Otmane Malih wrote:
When you enter www.domain.com it's like you type xx.yy.zz.aa:8080/Portal
Ove Lindström wrote:
If you use the command:
does it give you the same ip as xx.yy.zz.aa?
Ove Lindström wrote:
You might also have an entry in your host-file that overrides the DNS.
Ove Lindström wrote:
If you type http://xx.yy.zz.aa:8080/Portal does that to give you a "404: Page not found"?
Ove Lindström wrote:
Otmane Malih wrote:
When you enter www.domain.com it's like you type xx.yy.zz.aa:8080/Portal
Well... No.... there are no such thing a port resolving in a DNS entry. You can do it if you have a proxy that receives all the calls on www.domain.com and forwards them to xx.yy.zz.aa:8080. In Apache HTTPD it is done using the mod_proxy. (http://httpd.apache.org/docs/2.2/mod/mod_proxy.html)
Otmane Malih wrote:
For now i think it's a problem of permission. I think when the application tries to write the file to the temp directory, an exception is thrown, so when it tries to log it to the log file an other exception is thrown since the application can't write to the log file
Ove Lindström wrote:
Otmane Malih wrote:
For now i think it's a problem of permission.
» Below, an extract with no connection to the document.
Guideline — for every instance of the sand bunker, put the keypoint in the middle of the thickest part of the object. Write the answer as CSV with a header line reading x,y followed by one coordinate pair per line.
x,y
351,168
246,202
I think when the application tries to write the file to the temp directory, an exception is thrown, so when it tries to log it to the log file an other exception is thrown since the application can't write to the log file
No, I think it is because you don't really know your server setup...
I would think that when you enter http://www.domain.com/ it calls server with ip aa.aa.aa.aa that looks at the call and think "Lets forward this to xx.yy.zz.aa:8080/Portal".
The Tomcat at xx.yy.zz.aa then receives the call and tries to interpret it, but can't resolve any mapping that matches.
How does you servlet mapping look like?